REST is not fit for all use cases. Most of RPC frameworks are too heavy and complicated and require a lot of Ops involvement.
Unrestful is a lightweight simple RPC framework for Rails that can sit next to your existing application. It supports the following:
- Simple procedure calls over HTTP
- Streaming
- Async jobs and async job log streaming and status tracking
Unrestful requires Rails 5.2 (can work with earlier versions) and Redis. In development environments, Unrestful requires a multi-threaded web server like Puma. (it won't work with Webrick).

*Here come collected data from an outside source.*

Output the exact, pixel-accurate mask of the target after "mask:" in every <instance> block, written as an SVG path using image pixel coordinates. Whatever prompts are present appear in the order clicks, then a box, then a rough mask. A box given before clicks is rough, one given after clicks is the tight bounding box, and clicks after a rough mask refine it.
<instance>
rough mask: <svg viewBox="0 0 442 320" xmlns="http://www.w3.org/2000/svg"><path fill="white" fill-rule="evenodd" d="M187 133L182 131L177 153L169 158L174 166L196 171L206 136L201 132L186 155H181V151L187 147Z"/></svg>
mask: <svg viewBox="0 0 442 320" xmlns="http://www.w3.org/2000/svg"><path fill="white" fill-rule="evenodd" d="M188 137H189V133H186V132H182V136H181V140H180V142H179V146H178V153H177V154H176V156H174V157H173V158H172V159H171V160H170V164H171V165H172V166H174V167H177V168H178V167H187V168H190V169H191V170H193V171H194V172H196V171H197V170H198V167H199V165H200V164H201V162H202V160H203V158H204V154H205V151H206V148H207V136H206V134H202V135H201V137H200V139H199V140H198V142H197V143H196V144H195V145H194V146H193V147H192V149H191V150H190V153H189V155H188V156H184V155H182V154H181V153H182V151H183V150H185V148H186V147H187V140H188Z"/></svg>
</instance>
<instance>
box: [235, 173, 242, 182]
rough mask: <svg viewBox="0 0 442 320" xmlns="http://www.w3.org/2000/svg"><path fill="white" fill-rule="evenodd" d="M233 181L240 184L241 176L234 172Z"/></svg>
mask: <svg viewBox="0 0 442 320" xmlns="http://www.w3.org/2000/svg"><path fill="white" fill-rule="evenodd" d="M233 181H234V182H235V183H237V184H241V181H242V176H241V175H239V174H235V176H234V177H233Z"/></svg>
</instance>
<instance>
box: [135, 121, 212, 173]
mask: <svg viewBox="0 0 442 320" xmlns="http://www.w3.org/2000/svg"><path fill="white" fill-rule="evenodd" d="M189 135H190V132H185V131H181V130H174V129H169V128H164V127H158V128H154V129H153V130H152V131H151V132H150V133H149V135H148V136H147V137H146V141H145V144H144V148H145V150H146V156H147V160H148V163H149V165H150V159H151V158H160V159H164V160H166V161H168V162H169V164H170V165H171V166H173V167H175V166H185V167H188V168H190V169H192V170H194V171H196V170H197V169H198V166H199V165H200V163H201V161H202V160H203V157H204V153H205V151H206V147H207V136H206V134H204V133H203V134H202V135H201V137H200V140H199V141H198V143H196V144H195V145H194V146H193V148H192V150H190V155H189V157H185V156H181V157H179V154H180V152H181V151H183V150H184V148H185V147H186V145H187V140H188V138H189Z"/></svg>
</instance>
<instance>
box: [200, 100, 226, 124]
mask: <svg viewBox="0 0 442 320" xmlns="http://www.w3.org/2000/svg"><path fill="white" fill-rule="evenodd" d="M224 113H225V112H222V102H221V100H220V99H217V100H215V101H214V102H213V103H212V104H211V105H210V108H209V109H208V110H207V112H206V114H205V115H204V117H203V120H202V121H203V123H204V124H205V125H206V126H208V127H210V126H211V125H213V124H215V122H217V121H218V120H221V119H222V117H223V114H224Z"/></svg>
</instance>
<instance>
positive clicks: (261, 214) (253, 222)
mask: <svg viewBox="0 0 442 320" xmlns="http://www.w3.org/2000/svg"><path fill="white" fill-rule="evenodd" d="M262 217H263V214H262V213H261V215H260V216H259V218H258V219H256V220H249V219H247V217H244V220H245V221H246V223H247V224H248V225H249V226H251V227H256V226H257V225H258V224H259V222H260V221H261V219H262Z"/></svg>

Mount Unrestful on your Rails app:
Rails.application.routes.draw do
# ...
mount Unrestful::Engine => "/mount/path"
# ...
end
This will add the following paths to your application:
/mount/path/rpc/:service/:method
/mount/path/jobs/status/:job_id
/mount/path/jobs/live/:job_id
You can start your Rails app as normal.
Unrestful looks for files under app/models/rpc
to find the RPC method. Any class should be derived from ::Unrestful::RpcController
to be considered. Here is an example:
require 'unrestful'
module Rpc
class Account < ::Unrestful::RpcController
include Unrestful::JwtSecured
scopes({
'switch_owner' => ['write:account'],
'migrate' => ['read:account'],
'long_one' => ['read:account']
})
live(['migrate'])
async(['long_one'])
before_method :authenticate_request!
#after_method :do_something
def switch_owner(from:, to:)
foo = ::AcmeFoo.new
foo.from = from
foo.to = to
return foo
end
def migrate(repeat:)
repeat.to_i.times {
write "hello\n"
sleep 1
}
return nil
end
def long_one
return { not_done_yet: true }
end
end
end
NOTE: All parameters on all RPC methods should be named.
POST
or GET
parameters will be used to call the RPC method using their names. For example, { "from": "you", "to": "me" }
as a HTTP POST payload on rpc/account/switch_owner
will be used to call the method with the corresponding parameters.
NOTE: Both rpc/accounts
and rpc/account
are accepted.
The three methods in the example above, support the 3 types of RPC calls Unrestful supports:
Sync calls are called and return a value within the same HTTP session. switch_owner
is an example of that. Any returned value will be wrapped in Unrestful::Response
and sent to the client (this could be a SuccessResponse
or FailResponse
if there is an exception).
Live calls are calls that hold the client and send live logs of progress down the wire. They might be cancelled mid-flow if the client disconnects. Live methods should be named in the live
class method and can use the write
method to send live information back to the client.
Async calls are like sync calls, but return a job id which can be used to track the background job's progress and perhaps follow its logs. Use the jobs/status
and jobs/live
end points for those purposes. Async calls should be named in the async
class method and can use @job
(Unrestful::AsyncJob
) to update job status or publish logs for the clients.
Most of the code for Unrestful is in 2 controllers: Unrestful::EndpointsController
and Unrestful::JobsController
. Most fo your questions will be answered by looking at those 2 methods!
By default Unrestful doesn't impose any authentication or authorization on the callers. However it comes with a prewritten JWT authorizer which can be used by using include Unrestful::JwtSecured
in your own RPCController. This will look for a JWT on the header, will validate it and return the appropriate response.
The simplest way to use Unrestful with JWT is to use a tool like Auth0. Create you API and App and use it to generate and use the tokens when making calls to Unrestful.
Add this line to your application's Gemfile:
gem 'unrestful'
And then execute:
$ bundle
Or install it yourself as:
$ gem install unrestful
Contribution directions go here.
The gem is available as open source under the terms of the Apache 2.0 License.